Photoluminescence (PL) spectra were obtained with a NanoLog composed by the iH320 spectrograph equipped with the Synapse QExtra charge-coupled device by exciting with a monochromated 450 W Xe lamp. The spectra are corrected for the instrument response. Time-resolved TCSPC measurements were obtained with PPD-850 single photon detector module and DD-405L DeltaDiode Laser and analysed with the instrument Software DAS6.

Results and discussion

Synthesis

The thienyl substituted AZABODIPY (DTDPAB) is synthetized according to the literature^36,37 and described in detail in the experimental section and in Scheme 2. The first step is the synthesis of the chalcone M1 with the condensation of 2-acetylthiophene and benzaldehyde. The intermediate phenyl 4-nitro-3-thienylbutan-1-one M2 is obtained in the second step by reacting the obtained M1 with nitromethane and potassium carbonate. Subsequently M2 is used in the next step without further purification reacting with ammonium acetate to obtain the azadipyrromethene derivative M3. In the last step N,N-diisopropylethylamine with boron trifluoride diethyl etherate react with M3 to give the final product dithieno-diphenyl-aza-BODIPY.

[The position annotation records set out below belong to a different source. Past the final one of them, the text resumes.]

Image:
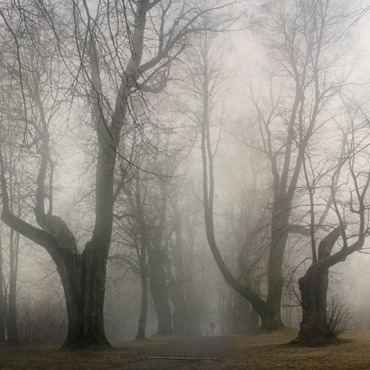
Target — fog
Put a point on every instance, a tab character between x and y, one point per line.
171	165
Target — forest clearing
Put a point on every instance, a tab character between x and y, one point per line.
262	352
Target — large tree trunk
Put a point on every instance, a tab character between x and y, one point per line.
12	321
83	280
314	285
313	289
279	237
144	303
159	292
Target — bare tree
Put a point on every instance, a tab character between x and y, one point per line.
118	50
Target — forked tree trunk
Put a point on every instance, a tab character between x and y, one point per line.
314	285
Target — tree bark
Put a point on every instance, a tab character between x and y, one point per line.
144	303
313	286
159	292
12	321
2	296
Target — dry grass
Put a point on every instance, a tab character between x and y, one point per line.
271	351
267	351
50	358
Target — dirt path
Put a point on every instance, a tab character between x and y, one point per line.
207	353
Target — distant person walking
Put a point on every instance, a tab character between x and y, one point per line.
212	326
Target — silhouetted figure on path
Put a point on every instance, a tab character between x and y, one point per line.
212	326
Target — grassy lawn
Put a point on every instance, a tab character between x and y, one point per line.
271	351
267	351
50	358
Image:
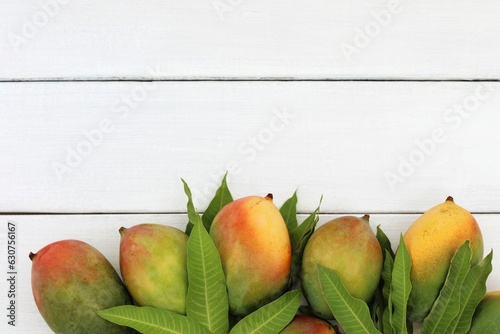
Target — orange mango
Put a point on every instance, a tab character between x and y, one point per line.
253	242
304	324
432	240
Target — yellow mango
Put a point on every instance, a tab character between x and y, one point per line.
432	240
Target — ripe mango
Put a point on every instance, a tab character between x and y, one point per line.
252	239
71	280
432	240
153	264
348	246
486	319
304	324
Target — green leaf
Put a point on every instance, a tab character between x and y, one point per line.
447	305
351	313
150	320
207	300
386	293
299	238
384	242
222	197
270	318
289	212
400	287
473	290
193	216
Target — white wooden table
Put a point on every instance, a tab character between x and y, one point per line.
382	107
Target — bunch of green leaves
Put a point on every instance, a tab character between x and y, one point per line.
452	312
207	307
463	289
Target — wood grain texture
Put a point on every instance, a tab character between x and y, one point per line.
365	146
101	231
320	39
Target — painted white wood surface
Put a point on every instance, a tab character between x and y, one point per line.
101	231
384	147
449	39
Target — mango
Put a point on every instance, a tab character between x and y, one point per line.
153	264
253	242
305	324
71	280
486	319
348	246
432	240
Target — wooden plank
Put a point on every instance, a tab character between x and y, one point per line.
101	231
382	39
123	146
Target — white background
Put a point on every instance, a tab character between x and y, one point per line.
382	107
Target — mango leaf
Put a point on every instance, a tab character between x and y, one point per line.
222	197
400	287
386	293
351	313
289	212
207	300
384	242
270	318
151	320
193	216
377	309
299	238
447	305
473	290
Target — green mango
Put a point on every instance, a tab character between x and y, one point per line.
71	280
153	264
348	246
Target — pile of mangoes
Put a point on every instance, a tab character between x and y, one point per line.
72	281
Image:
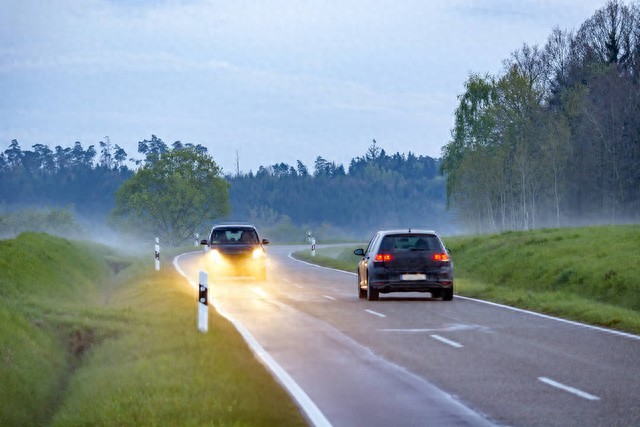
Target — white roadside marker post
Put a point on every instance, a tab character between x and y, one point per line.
157	254
203	303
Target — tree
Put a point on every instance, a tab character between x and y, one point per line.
178	193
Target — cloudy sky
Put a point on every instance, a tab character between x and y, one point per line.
273	80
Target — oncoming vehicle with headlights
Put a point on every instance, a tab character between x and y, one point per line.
405	261
236	250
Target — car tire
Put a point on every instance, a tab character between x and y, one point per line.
362	293
372	294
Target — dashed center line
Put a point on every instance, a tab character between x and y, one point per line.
446	341
569	389
375	313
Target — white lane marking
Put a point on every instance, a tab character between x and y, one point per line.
446	341
314	414
260	292
375	313
533	313
445	328
544	316
571	390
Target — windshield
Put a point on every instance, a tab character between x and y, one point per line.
416	242
234	235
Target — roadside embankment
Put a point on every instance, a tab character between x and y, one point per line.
93	337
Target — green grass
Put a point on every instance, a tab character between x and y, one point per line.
84	345
589	274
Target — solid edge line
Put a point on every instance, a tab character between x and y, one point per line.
569	389
310	409
508	307
546	316
375	313
446	341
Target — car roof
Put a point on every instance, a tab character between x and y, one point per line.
233	225
406	231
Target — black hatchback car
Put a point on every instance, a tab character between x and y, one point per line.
236	250
405	261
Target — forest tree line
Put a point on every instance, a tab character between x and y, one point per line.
327	198
555	139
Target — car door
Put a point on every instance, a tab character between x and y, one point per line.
363	265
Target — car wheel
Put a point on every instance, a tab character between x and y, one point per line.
372	294
362	293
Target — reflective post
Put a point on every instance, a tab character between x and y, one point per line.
203	302
157	256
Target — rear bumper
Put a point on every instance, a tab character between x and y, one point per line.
391	282
410	286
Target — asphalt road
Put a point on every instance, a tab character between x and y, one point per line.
410	360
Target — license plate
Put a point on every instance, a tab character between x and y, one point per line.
413	277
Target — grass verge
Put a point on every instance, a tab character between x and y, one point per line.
121	348
588	274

The polymeric host F8BT-TTBT (see Scheme 1) is a random tercopolymer synthetized via standard Suzuki polymerization conditions by using toluene as a solvent and Pd(0) as a catalyst. The bithiophene-based monomer responsible for the red shift of the emission has been added in a percentage of 10%. Our previous studies have shown that with these percentages a complete energy transfer in the emission is obtained and the energy levels are comparable with the parent F8BT.⁹

Optoelectronic and electrochemical properties

In Fig. 1(a) the absorption, PL excitation and PL spectra of DTDPAB in solution are presented. The absorption spectrum displays three main bands peaked at 345 nm, 475 nm and 720 nm. The PL spectrum has a sharp peak at 733 nm with a band, very probably a vibronic replica, at about 800 nm, with excitation spectra closely corresponding to the absorption. The emission properties do not display significant variations with the solvent (see Table S1 and Fig. S5 and S6, ESI†) with PL Quantum Yield of 0.43 and lifetime of 3.3 ns in chloroform. These findings correspond well with the results presented by Zhang et al. in ref. 36. The PL emission is the mirror image of the absorption peaks at the longest wavelengths. The small Stokes shift (30 meV) suggests that the molecule possesses high rigidity and consequently should not dissipate much energy, an important property for a NIR emitter influenced by the energy gap law.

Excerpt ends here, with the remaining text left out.